Alternative Bash commands in Ruby

Hello.

I’m learning Ruby. And I have a question with respect to working with
files. How can I get the number of rows in a file similar to the wc -l
from Bash?

If you want to make coding simple, you could slurp the file into a Ruby
array (see IO#readlines) and take the length of the array.

For production code, this is not advisable though - unless you know from
the architectural design that the files won’t be very large -, because
you need to hold the whole file in memory. A better way would therefore
be to loop through the file (for instance using IO#foreach) and count
the rows.

A note aside: bash does NOT have a ‘wc -l’ command. wc is a program
which exists independently from bash.

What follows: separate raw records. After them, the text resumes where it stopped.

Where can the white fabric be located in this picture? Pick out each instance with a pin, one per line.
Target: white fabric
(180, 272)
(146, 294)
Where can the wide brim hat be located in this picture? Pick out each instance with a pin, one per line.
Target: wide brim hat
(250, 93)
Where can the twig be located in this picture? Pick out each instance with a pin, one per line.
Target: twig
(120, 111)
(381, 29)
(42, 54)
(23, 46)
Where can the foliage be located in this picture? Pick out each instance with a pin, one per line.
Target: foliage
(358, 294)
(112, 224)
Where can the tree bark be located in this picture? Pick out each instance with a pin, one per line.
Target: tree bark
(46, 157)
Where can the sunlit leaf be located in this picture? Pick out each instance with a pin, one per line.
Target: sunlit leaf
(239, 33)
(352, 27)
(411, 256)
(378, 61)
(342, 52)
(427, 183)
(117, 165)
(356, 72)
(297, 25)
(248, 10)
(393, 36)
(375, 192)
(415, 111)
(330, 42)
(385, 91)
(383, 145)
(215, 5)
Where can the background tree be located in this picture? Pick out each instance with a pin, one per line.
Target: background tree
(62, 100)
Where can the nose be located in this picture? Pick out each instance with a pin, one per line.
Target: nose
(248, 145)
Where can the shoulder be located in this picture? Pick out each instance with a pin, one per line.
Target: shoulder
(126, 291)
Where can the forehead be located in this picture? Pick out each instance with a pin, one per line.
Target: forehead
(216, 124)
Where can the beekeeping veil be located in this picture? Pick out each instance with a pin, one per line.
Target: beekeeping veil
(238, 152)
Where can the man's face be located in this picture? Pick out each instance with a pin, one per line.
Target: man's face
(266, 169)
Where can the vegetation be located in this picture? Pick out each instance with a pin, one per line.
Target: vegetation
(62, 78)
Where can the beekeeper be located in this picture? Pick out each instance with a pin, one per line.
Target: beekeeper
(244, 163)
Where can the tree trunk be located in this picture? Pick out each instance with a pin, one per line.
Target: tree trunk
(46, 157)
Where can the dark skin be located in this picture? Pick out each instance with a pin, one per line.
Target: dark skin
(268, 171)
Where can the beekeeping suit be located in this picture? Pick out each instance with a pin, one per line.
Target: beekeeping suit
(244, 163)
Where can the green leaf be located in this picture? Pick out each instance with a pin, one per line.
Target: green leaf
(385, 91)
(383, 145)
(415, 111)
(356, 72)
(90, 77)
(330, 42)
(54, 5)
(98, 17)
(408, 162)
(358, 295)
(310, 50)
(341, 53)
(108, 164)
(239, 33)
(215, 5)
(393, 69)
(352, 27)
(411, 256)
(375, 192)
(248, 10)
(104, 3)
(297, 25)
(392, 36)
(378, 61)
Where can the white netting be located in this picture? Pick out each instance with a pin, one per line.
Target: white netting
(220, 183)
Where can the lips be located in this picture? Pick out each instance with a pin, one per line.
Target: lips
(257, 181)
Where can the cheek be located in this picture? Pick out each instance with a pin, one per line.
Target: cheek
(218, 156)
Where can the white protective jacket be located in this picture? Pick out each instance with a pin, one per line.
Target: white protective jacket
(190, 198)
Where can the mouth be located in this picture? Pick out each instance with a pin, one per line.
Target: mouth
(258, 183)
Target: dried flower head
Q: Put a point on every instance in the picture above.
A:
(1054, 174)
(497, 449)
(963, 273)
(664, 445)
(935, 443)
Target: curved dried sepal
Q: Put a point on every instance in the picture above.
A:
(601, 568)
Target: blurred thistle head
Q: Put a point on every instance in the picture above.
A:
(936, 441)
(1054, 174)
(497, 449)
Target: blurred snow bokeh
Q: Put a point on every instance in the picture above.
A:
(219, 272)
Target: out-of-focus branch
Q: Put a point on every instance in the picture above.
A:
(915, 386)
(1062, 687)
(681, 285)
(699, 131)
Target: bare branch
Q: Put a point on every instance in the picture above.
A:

Therefore you could also shell out
and call wc from Ruby, i.e.

number_of_lines = %x(wc -l <#{myfile}).to_i

but creating a subprocess just for this purpose is probably not worth
the effort. Also, error handling will be more tricky. If you do it
entirely within Ruby, you get an exception, if for instance the file
does not exist.

How can I get the number of rows in a file similar to
the wc -l from Bash?

Do you mean lines? Or rows separated by \t or similar
like in a .csv file or so?

Anyway. Both is easy, several ways exist.

If the file is small, you can do:

File.readlines(‘path to file here’).size + 1

(I think it has to be +1 since ruby arrays start
at 0 and lines would start to be counted at 1)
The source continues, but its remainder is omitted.